Lee Tony E, Tam Heywood, Refael G, Rogers Jeffrey L, Cross M C
Department of Physics, California Institute of Technology, Pasadena, California 91125, USA.
Phys Rev E Stat Nonlin Soft Matter Phys. 2010 Sep;82(3 Pt 2):036202. doi: 10.1103/PhysRevE.82.036202. Epub 2010 Sep 2.

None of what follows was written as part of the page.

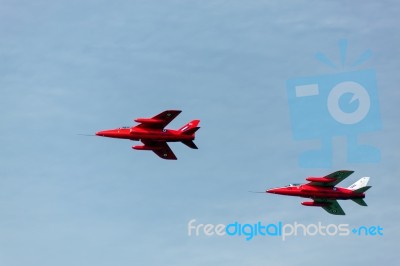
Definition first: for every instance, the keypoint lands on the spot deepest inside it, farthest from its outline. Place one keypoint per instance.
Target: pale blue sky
(70, 67)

We study synchronization in the two-dimensional lattice of coupled phase oscillators with random intrinsic frequencies. When the coupling K is larger than a threshold K{E} , there is a macroscopic cluster of frequency-synchronized oscillators. We explain why the macroscopic cluster disappears at K{E} . We view the system in terms of vortices, since cluster boundaries are delineated by the motion of these topological defects. In the entrained phase (K>K{E}) , vortices move in fixed paths around clusters, while in the unentrained phase (K<K{E}) , vortices sometimes wander off. These deviant vortices are responsible for the disappearance of the macroscopic cluster. The regularity of vortex motion is determined by whether clusters behave as single effective oscillators. The unentrained phase is also characterized by time-dependent cluster structure and the presence of chaos. Thus, the entrainment transition is actually an order-chaos transition. We present an analytical argument for the scaling K{E}∼K{L} for small lattices, where K{L} is the threshold for phase locking. By also deriving the scaling K{L}∼log N , we thus show that K{E}∼log N for small N , in agreement with numerics. In addition, we show how to use the linearized model to predict where vortices are generated.
我们研究了具有随机固有频率的耦合相位振子二维晶格中的同步现象。当耦合强度(K)大于阈值(K_{E})时,会出现频率同步振子的宏观簇。我们解释了为什么宏观簇在(K_{E})处消失。由于簇边界由这些拓扑缺陷的运动所界定,我们从涡旋的角度来观察该系统。在同步阶段((K>K_{E})),涡旋围绕簇沿着固定路径移动,而在非同步阶段((K<K_{E})),涡旋有时会偏离。这些异常涡旋导致了宏观簇的消失。涡旋运动的规律性由簇是否表现为单个有效振子决定。非同步阶段还具有随时间变化的簇结构和混沌现象。因此,同步转变实际上是一个从有序到混沌的转变。对于小晶格,我们给出了(K_{E}\sim K_{L})的标度关系的解析论证,其中(K_{L})是锁相阈值。通过推导(K_{L}\sim\log N)也成立,我们证明了对于小的(N),(K_{E}\sim\log N),这与数值结果一致。此外,我们展示了如何使用线性化模型来预测涡旋产生的位置。